In neither case were the evictees’ rights and livelihood­s considered very sincerely. So when those marketers in Namdaemun opposed the closure of the overpass and the creation of the park, suddenly those same conservati­ves — who previously applauded the double-eviction of those unfortunat­e flea marketers — dared call Mayor Park’s plan controvers­ial.

But Seoullo 7017 is nearly complete and not a single drop of blood has been intentiona­lly shed for this project to happen. Not a single business has been evicted. No hired goons have been sent in to beat up uncooperat­ive vendors.

For a while, I thought this was manufactur­ed controvers­y, from the same people who tried to mandate government-written history textbooks, or the spies who manipulate­d public consensus during Park Geun-hye’s election campaign.

But the pains of the affected businesses are real.

Back in 2015 I commuted by scooter across the overpass every day for three months. One day after my scooter broke down in Namdaemun, I had the chance to accompany a Malli-dong mechanic in his truck over Seoul Station Overpass. I remarked about how its removal would hurt his business, and the pained look on his face was genuine. Later, he relocated his shop outside the city.

The finished Seoullo 7017 will certainly breathe new life into the whole area, connecting Namdaemun and Malli-dong to Seoul Station and bringing in more foot traffic. But property values will inevitably go up, and we will likely see future ill-advised urban renewal projects in the area in an attempt to beautify or monetize the land and its buildings.

We have seen other changes taking place around the overpass.
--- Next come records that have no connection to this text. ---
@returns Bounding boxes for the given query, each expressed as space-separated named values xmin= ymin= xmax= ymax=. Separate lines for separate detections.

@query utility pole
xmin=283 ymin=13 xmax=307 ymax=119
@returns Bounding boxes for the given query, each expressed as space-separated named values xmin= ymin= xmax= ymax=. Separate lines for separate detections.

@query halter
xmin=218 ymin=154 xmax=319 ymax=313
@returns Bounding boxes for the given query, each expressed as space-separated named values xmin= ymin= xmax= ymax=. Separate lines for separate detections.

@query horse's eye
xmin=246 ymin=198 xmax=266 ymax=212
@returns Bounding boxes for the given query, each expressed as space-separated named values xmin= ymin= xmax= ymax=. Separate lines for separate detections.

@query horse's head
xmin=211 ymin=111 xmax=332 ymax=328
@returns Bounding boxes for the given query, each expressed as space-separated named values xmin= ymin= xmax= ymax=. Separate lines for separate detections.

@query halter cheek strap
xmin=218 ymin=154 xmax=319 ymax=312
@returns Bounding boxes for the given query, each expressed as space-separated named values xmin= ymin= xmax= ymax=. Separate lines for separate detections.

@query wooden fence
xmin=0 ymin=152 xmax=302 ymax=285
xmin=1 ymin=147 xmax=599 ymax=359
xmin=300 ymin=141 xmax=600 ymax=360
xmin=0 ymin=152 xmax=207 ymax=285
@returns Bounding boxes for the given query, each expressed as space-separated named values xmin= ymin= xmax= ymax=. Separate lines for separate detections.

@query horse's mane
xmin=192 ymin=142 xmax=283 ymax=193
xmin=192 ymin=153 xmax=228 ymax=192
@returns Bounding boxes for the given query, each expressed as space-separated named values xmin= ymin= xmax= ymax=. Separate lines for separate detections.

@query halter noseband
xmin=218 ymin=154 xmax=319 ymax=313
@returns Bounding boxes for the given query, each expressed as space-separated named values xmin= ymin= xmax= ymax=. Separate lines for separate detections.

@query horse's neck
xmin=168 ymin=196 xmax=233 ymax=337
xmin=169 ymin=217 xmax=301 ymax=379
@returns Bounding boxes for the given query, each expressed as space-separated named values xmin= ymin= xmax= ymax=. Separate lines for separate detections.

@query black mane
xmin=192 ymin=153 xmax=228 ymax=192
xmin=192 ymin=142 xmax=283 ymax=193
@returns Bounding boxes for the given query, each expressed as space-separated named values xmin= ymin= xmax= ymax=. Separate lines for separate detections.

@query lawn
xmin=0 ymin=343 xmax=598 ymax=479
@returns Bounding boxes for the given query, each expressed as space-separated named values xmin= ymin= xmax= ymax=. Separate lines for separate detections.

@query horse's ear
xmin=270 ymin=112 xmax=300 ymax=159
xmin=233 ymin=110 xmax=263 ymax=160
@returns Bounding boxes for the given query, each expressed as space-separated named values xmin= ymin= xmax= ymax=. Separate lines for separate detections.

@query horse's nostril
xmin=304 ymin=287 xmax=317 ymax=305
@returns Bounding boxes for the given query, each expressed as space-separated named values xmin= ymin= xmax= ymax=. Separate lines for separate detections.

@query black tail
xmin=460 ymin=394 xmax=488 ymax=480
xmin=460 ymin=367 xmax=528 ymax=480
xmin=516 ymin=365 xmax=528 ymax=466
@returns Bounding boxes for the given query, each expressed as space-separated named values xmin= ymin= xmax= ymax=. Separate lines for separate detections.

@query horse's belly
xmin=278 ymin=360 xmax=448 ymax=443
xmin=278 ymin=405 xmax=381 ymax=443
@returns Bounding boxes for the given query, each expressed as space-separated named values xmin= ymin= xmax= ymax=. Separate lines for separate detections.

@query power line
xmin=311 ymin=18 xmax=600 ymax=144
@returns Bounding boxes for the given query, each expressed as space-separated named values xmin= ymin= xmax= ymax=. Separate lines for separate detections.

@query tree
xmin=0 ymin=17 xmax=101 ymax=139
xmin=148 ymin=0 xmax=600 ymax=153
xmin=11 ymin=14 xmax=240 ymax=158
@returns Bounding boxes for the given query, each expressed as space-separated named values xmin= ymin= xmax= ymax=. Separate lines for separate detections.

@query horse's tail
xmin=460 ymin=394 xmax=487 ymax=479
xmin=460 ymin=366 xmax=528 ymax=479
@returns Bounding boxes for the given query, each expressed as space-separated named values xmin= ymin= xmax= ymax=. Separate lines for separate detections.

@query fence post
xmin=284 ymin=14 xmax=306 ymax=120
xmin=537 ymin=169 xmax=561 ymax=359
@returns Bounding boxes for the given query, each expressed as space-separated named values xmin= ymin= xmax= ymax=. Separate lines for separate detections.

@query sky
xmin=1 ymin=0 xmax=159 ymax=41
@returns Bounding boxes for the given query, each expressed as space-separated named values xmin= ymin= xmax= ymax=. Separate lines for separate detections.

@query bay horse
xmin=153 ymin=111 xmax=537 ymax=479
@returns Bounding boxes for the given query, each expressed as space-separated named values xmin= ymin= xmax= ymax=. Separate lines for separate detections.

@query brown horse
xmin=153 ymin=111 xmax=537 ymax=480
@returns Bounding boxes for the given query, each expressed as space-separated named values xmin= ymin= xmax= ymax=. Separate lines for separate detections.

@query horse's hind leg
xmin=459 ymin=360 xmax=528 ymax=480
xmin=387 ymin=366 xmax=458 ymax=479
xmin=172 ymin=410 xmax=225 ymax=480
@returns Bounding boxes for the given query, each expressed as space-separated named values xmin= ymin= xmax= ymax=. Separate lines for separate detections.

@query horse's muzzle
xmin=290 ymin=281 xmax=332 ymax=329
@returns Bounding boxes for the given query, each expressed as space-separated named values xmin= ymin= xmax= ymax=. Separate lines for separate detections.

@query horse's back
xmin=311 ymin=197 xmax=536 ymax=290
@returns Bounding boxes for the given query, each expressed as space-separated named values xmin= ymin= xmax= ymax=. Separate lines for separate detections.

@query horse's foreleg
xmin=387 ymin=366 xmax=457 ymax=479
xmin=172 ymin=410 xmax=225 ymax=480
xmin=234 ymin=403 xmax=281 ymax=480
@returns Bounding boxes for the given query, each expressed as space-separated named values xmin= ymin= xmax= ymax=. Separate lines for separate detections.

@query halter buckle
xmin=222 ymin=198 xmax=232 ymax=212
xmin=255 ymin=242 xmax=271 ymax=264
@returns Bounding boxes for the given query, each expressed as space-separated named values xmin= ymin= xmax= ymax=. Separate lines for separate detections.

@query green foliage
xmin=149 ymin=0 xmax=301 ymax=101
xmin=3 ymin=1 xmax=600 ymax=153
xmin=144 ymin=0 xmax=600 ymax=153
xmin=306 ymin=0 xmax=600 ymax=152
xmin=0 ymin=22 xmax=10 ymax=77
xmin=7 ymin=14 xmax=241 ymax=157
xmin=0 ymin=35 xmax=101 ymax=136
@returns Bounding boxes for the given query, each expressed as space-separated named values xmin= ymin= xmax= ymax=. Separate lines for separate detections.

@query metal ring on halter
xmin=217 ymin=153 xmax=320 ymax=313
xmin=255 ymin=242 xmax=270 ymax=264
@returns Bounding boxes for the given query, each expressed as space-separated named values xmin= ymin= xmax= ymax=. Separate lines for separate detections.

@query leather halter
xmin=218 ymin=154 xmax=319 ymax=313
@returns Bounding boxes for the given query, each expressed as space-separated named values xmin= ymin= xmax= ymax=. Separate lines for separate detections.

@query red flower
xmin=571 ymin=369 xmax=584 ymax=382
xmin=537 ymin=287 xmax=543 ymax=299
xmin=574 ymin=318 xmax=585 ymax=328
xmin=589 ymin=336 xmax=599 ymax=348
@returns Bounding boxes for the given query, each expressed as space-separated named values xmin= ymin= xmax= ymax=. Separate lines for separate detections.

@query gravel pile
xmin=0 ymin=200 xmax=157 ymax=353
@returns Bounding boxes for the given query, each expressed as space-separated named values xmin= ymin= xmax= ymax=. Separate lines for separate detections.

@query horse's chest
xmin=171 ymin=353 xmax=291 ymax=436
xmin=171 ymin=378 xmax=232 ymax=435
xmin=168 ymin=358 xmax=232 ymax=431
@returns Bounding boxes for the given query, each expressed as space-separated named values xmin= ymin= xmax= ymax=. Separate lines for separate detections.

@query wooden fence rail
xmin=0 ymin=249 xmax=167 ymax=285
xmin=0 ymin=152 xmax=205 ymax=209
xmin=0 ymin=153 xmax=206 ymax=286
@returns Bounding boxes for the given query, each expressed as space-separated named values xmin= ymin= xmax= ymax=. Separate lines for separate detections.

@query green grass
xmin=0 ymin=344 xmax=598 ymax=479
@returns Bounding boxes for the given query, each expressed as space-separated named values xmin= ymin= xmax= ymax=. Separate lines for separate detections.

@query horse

From The Korea Times office windows, we can see demolition machinery tearing through an old commercial district filled with restaurant­s, cafes, and seedier hole-in-the-wall establishm­ents. This area is located directly between Namdaemun Gate and the overpass, soon to be prime real estate.

An ambitious plan threatens to convert Jungnim-dong, on the west side of the overpass, into a “second Insa-dong,” whatever the hell that means.

The neighbors of the overpass will have to raise their voices so their interests won’t be ignored, as so brutally happened with similar mayoral vanity projects of the previous decade.